Fresh basil can be from your garden or simply plucked from a booth at your local farmer’s market.
These appetizers can be a quick fix for a any given party, or use them as a quick meal for a busy day.
The pesto can be made ahead and stored until the day of your event. Here’s a quick and easy recipe and several ideas to get you started.
Grilled Halloumi with Pesto Sandwich
Choose a great bread to use on this sandwich, I chose sourdough.
Butter both slices, add the pesto to one side, and add Halloumi cheese on top of pesto.
Add second layer and place on grill pan or frying pan until bread toasts up.
(Halloumi is found in all cheese sections of your local supermarket. Look for a grilling cheese label.)
I used Mt. Vikos brand.
Avocado-Pesto Salad Dressing
In the blender add 2 tablespoons pesto, 1/2 avocado, 1/4 cup red wine vinegar, 1/2 cup extra-virgin olive oil,
a pinch of salt and pepper., and a splash of fresh lemon juice. Blend and serve.
Deviled Eggs with Pesto
Boy, are these delicious!
Boil your eggs and cool. Remove the yolk and place in a bowl. To each egg you use add:
1 teaspoon pesto, 1 Tablespoon of Greek yogurt, a squeeze of fresh lemon juice, pinch of salt and pepper.

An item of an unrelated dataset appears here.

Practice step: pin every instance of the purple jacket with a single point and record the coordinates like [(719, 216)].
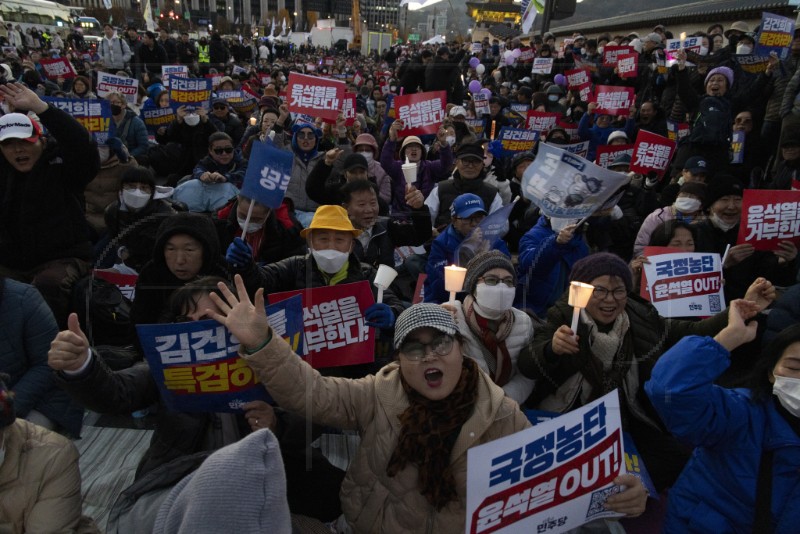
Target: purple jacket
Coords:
[(429, 174)]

Mix together nicely and add to your egg white. (optional: add a little lemon zest on top)
Fresh Pesto Three Ways
- 2 cups fresh basil leaves
- 1/4 cup pine nuts
- 4-5 garlic cloves
- 1/4 teaspoon salt
- 1 tablespoon fresh lemon juice
- 2 tablespoons extra-virgin olive oil
- 1/4 cup freshly grated Parmesan cheese
- Place all ingredients except cheese in a food processor.
- Blend until smooth.
- Place in a small bowl and stir in the cheese.
- Serve or refrigerate for up to 3 days.